For workloads that require distributed training, Elastic Fabric Adapter (EFA) metrics become important along with the individual node performance because understanding the performance of inter-node communication during distributed model training is another aspect of validating model performance and infrastructure health.
Historically customers needed to manually install multiple agents like NVIDIA DCGM exporter for GPU metrics and depend on custom built Prometheus Node exporters for EFA metrics. . Additionally, you need to build custom dashboards and alarms to visualize and monitor these metrics. To address the challenges of monitoring GPUs on Amazon Elastic Kubernetes Service (Amazon EKS) along with the performance of inter-node communication for EFAs, Amazon CloudWatch has extended Container Insights for Amazon EKS with accelerated compute observability including the support for NVIDIA GPUs and EFAs.
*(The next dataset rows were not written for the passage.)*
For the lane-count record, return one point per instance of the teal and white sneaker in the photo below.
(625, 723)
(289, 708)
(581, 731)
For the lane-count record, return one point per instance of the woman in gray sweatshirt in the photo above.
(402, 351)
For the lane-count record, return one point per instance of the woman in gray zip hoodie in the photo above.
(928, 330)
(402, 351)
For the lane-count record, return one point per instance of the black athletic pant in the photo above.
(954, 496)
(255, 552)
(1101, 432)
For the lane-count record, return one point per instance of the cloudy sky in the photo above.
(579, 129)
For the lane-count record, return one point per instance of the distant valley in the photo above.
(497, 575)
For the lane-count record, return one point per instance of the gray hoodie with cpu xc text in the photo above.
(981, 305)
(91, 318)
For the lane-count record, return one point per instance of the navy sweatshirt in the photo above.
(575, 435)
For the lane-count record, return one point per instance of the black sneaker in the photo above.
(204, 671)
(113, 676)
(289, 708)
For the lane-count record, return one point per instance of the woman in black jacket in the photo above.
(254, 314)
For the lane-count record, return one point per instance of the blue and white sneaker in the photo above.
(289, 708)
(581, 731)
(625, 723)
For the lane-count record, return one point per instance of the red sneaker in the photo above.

Container Insights for Amazon EKS deploys and manages the lifecycle of the NVIDIA DCGM exporter that collects GPU metrics from Nvidia’s drivers and exposes them to CloudWatch. Once onboarded to Container Insights, CloudWatch automatically detects NVIDIA GPUs in your environment, collects the critical health and performance metrics on NVIDIA GPUs as CloudWatch Metrics and makes them available on curated out-of-the-box dashboards. You can also setup CloudWatch alarms and create additional CloudWatch dashboards for the metrics available under the “ContainerInsights” namespace. It gathers performance metrics like GPU temperature, GPU Utilization, GPU Memory Utilization and more. A complete list of metrics could be found in the user guide.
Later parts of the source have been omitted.